Logo na abertura do longa-metragem somos bombardeados com justificativas masculinas para seu modus operandi. Afinal de contas, são as mulheres que "se colocam em perigo”, elas estão “pedindo por isso” e qualquer um pode “tirar vantagem”.
Conclui-se, seguindo essa linha de raciocínio, que o abuso é uma consequência de escolhas ruins da mulher, por que ela melhor do que ninguém deveria saber o que acontece quando não “age apropriadamente”.
Não são necessárias palavras específicas para entender o que está acontecendo. Todos podemos ver através do cenário e situações criados o tipo de cultura tóxica que cerca as personagens femininas no filme.

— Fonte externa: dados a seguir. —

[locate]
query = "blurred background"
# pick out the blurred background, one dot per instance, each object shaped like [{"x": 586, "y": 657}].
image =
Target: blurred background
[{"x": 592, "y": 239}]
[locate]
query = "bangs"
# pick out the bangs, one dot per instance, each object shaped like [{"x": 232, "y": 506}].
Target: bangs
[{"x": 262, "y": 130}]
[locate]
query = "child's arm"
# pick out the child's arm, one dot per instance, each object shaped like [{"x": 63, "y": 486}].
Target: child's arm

A atriz e cineasta Emerald Fennel escreve e dirige a produção, seu primeiro longa-metragem. Ela foi produtora executiva da segunda temporada de "Killing Eve" da BBC America, pelo qual foi indicada a dois Emmys e, mais recentemente, interpretou a jovem Camilla Parker Bowles em "The Crown", da Netflix. “Promising Young Woman” também conta com Margot Robbie na produção.
No longa, a atriz britânica Carey Mulligan, conhecida por papéis em “Never Let Me Go”, “Shame”, “Drive” e “Far From the Madding”, interpreta Cassandra (Cassie) uma mulher de 30 anos que abandonou a faculdade de medicina, trabalha como barista, ainda mora com seus pais, não tem ambições profissionais, nem namorado ou qualquer outro interesse padrão.
Cena em que Cassie se prepara para relevar a verdade: ela não será mais uma vítima - Imagem de reprodução.
Na verdade, Cassie passa suas noites frequentando bares e boates, fingindo estar completamente embriagada. Ela permite que homens se aproximem dela em seu falso estado frágil, permite ser levada até suas casas, onde os escuta e vê em cada movimento o avanço para o ato final.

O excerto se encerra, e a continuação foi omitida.